In Ianni’s film, shot inside the Lutheran Church of Maastricht (The Netherlands), we see this story told from within the symbolic territory of this estrangement. We witness the story changing as nature penetrates this space, first as a suggestion, a premonition that insinuates itself through the stained-glass windows of the church, until its windows are opened, allowing nature to invade and dominate the very structure of the dissemination of the word that inhibits life: the pulpit.
Over the past 15 years, Clara Ianni has worked around the relationship between politics, history in the context of late capitalism in Brazil, reflecting on the myth of modernization and its connections with colonialism, imperialism, and violence. In recent years, the artist has worked around the idea of political imagination, in the face of the instrumentalization of fear as a paralyzing device.
Thus, the exhibition concludes at its beginning, on the facade of the gallery, where the mural Inverted Apocalypse shows an image found in an evangelization book where it reads “Brazil and the Apocalypse.” Applied upside down to the facade, the image will be gradually constructed throughout the exhibition period through the performance “Work after 6 PM,” where Ianni will chisel away at the large entrance wall of Vermelho, through which hundreds of projects have passed, in pursuit of the pictorial construction of the inverted image. The work plays with the end of the world as a tool to block imagination, through fear, and as a possibility of reinvention. The work is then completed at the end of the exhibition. Or not.

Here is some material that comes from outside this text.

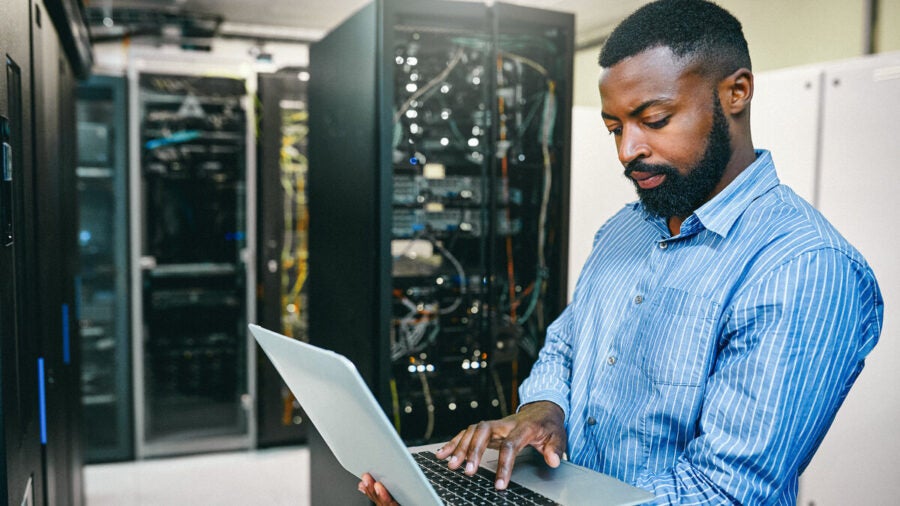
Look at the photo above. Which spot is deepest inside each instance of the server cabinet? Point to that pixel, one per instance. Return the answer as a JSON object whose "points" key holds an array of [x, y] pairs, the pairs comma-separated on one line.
{"points": [[283, 234], [55, 257], [21, 434], [103, 295], [439, 136], [191, 263]]}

Vermelho began representing Clara Ianni in 2013, after she had participated in Untitled (12th Istanbul Biennial), curated by Adriano Pedrosa and Jens Hoffmann. This participation consolidated a trajectory marked by important participations in institutional exhibitions such as the 33rd Panorama of Brazilian Art at the São Paulo Museum of Modern Art (2013), the 31st São Paulo Biennial (2014); Fire and Forget. On Violence at Kunst-Werke – Berlin (2015); X Berlin Biennale (2018); Feminist Histories at MASP in São Paulo (2018); 21st Sesc Videobrasil Biennial (2019); 34th São Paulo Biennial (2021); Soft Water Hard Stone: 2021 New Museum Triennial (2021).